# cacatuoides color variants



## celaeno (Apr 28, 2006)

what is the difference between a double red and a triple red apisto cacatuoides?

i plan on getting 1m and 2f for a 20 gallon tank, where they'll be with 8 cherry barbs and 4 otos.

is there anything i should know about cacatuoides before buying some?


----------



## Hubbynz (May 10, 2008)

Double red and a triple red apisto cacatuoides are not natural colourations but the result of selective breeding.

A double red has red colouring in the tail and dorsal fins.

A triple red has red colouring in the tail, dorsal and anal fins.

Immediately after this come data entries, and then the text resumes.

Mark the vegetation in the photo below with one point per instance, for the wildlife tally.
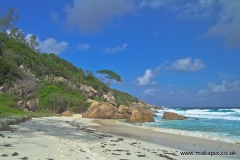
(8, 103)
(52, 97)
(35, 73)
(111, 75)
(124, 98)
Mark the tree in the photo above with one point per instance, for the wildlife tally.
(17, 34)
(111, 75)
(8, 20)
(33, 42)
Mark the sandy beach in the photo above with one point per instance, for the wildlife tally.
(77, 138)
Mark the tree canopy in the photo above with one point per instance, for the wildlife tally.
(111, 75)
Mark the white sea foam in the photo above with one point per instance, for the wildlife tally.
(198, 134)
(205, 113)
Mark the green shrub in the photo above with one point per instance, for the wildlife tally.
(8, 103)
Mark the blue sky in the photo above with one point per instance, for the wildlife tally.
(175, 53)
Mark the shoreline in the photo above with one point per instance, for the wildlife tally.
(73, 138)
(202, 135)
(174, 141)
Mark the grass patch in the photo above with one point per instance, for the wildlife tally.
(8, 103)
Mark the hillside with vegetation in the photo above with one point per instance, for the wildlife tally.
(43, 82)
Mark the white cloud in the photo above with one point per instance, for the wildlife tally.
(228, 23)
(226, 12)
(187, 64)
(145, 80)
(92, 15)
(116, 49)
(54, 16)
(50, 45)
(154, 4)
(84, 47)
(149, 92)
(27, 38)
(225, 86)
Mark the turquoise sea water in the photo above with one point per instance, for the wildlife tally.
(217, 123)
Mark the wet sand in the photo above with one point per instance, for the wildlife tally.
(179, 142)
(71, 138)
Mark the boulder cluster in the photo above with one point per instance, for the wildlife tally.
(105, 110)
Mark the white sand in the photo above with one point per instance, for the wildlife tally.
(66, 138)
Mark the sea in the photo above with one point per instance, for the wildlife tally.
(222, 124)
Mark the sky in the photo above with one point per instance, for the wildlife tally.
(172, 53)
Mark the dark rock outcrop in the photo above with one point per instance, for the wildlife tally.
(158, 108)
(173, 116)
(32, 104)
(140, 115)
(88, 91)
(109, 96)
(123, 113)
(67, 114)
(100, 110)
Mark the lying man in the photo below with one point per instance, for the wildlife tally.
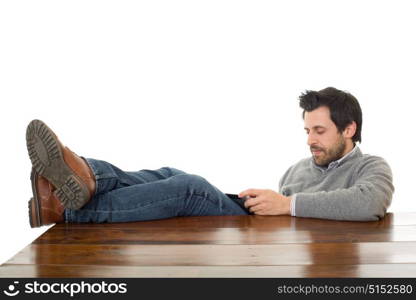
(338, 182)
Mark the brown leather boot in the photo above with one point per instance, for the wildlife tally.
(44, 208)
(71, 176)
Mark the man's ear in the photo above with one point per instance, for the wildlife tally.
(350, 130)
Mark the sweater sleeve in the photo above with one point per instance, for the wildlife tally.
(366, 200)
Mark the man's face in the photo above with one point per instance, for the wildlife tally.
(324, 140)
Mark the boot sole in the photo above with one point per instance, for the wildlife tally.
(48, 161)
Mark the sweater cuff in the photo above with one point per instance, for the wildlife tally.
(293, 206)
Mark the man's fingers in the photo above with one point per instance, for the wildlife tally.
(251, 202)
(256, 208)
(249, 192)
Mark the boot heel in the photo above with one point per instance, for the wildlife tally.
(73, 194)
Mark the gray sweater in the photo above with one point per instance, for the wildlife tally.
(358, 187)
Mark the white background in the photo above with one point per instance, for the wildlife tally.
(209, 87)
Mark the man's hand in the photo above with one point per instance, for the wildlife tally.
(266, 202)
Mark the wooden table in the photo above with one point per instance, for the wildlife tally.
(225, 246)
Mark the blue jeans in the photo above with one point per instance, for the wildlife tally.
(122, 196)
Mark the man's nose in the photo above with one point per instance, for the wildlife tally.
(311, 139)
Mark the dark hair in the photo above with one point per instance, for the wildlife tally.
(344, 108)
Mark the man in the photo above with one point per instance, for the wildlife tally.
(338, 182)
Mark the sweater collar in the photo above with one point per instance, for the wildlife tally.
(354, 153)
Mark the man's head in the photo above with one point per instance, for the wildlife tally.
(333, 121)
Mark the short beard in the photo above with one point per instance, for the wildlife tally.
(333, 153)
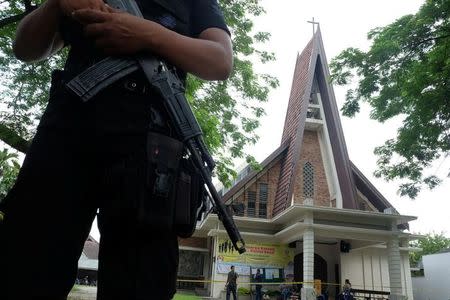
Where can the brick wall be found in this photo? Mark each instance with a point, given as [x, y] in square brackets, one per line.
[310, 151]
[194, 242]
[271, 179]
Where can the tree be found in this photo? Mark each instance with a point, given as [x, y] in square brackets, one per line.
[228, 111]
[9, 168]
[432, 243]
[405, 73]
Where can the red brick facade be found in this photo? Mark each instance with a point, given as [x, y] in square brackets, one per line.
[270, 177]
[310, 152]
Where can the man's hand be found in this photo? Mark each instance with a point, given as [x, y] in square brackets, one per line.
[67, 7]
[114, 32]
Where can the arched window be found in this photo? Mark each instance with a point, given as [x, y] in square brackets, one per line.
[308, 180]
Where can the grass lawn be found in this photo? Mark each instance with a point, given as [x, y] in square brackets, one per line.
[185, 297]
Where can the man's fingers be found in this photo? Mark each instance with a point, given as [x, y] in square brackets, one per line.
[88, 16]
[112, 9]
[94, 30]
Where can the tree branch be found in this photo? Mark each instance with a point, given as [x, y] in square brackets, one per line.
[14, 140]
[12, 19]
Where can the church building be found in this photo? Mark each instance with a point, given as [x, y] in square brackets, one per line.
[309, 215]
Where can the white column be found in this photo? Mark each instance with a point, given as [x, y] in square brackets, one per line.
[395, 269]
[308, 260]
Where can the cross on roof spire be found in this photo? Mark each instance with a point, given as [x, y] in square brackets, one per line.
[314, 24]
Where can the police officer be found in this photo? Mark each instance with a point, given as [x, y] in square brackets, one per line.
[90, 158]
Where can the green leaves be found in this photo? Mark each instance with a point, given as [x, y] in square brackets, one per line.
[430, 244]
[406, 72]
[9, 169]
[228, 112]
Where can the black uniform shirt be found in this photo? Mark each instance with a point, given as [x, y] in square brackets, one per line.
[187, 17]
[114, 110]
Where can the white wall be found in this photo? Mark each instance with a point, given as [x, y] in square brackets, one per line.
[368, 269]
[436, 283]
[331, 255]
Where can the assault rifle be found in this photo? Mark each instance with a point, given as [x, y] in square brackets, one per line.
[99, 76]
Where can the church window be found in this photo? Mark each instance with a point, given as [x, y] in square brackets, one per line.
[308, 180]
[251, 203]
[263, 195]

Everything else is the same.

Triple Reds are a slightly more selective breed and most likely sell for a higher price.


----------



## Hubbynz (May 10, 2008)

Here are some pics of my triple red male which I ordered as a double red.


----------



## rogersb (May 21, 2007)

Go with a triple red if you can find them. I have both and must say the double is a disappointing fish when put in comparison with my triple. They're an awesome looking fish with not only the red but yellow and blue tones in their bodies and it's really quite a sight. I have them in a 20 long with some GBR, cardinals, a couple otos, and a few cherry barbs. I'm getting rid of the barbs. I think you'll notice they're nasty fish that steal eggs and eat fry whenever they get a chance. The cardinals are much nicer looking and tend to keep to themselves. just an idea.


----------



## Toby_H (Apr 15, 2005)

My fiance was just lecturing me about getting rid of my Apistos  They are very fun fish...



Hubbynz said:


> A double red has red colouring in the tail and dorsal fins.
> 
> A triple red has red colouring in the tail, dorsal and anal fins.


^ great answer! They are the same species, just different color variations... All other requirements/preferences will also be the same...

I've had both double and triple reds (and gold and orange, etc). I've seen very stout triples, and I've seen gimpy ones... The stout ones seem to be hardy fish with very impressive coloring...

On the other hand I've had double reds that were just as stout, colorful, hardy, etc as my nicest triples. I believe that each morph has the same potential to be amazing, but not every fish is going to be amazing.

The one exception that my personal experience makes is each of the Golds I've gotten have been sort of gimpy. But that may just be my experience and not the 'status quo'.


----------



## Fishguy28 (Feb 5, 2007)

Hubbynz said:


> Double red and a triple red apisto cacatuoides are not natural colourations but the result of selective breeding.
> 
> A double red has red colouring in the tail and dorsal fins.
> 
> ...


 The red in the anal fin will be found in double reds too. It's the reticulated pattern in the the dorsal, caudal and anal fins that make them triple reds.


----------



## Fishguy28 (Feb 5, 2007)

Hubbynz said:


> Double red and a triple red apisto cacatuoides are not natural colourations but the result of selective breeding.
> 
> A double red has red colouring in the tail and dorsal fins.
> 
> ...


 The red in the anal fin will be found in double reds too. It's the reticulated pattern in the the dorsal, caudal and anal fins that make them triple reds.


----------



## DCguy (Mar 9, 2008)

I have never subscribed to the position that double red and triple red are at all different. I have had many many spawns that have produced a wide range of double/triple/quad red. To me the important thing is the strain. Good fish will be beautiful and will produce great fry. Besides the number of fins that have colors & patterns there are factors like the height of the dorsal, the height of the dorsal spines, the length of fin extensions, the blue and yellow colors on the body, the general body shape, etc. If you have the opportunity to select your own fish look for strong healthy attractive fish. If you are ordering them you can only hope for the best.

DC


----------



## Fishguy28 (Feb 5, 2007)

Celeano, DCguy offers some excellent advice. When I got started with apistos I was all for triple reds, but was guickly disappointed when there were very few triple red young and then found out that it is hard to keep a line stable. So unless you have a reliable source that puts the work into it, you could be getting double, triple reds or even orange flash. So now I don't pay near as much attention to color pattern as I do the body and fins. In my opinion no tank strain can even come close to a wild fish.


----------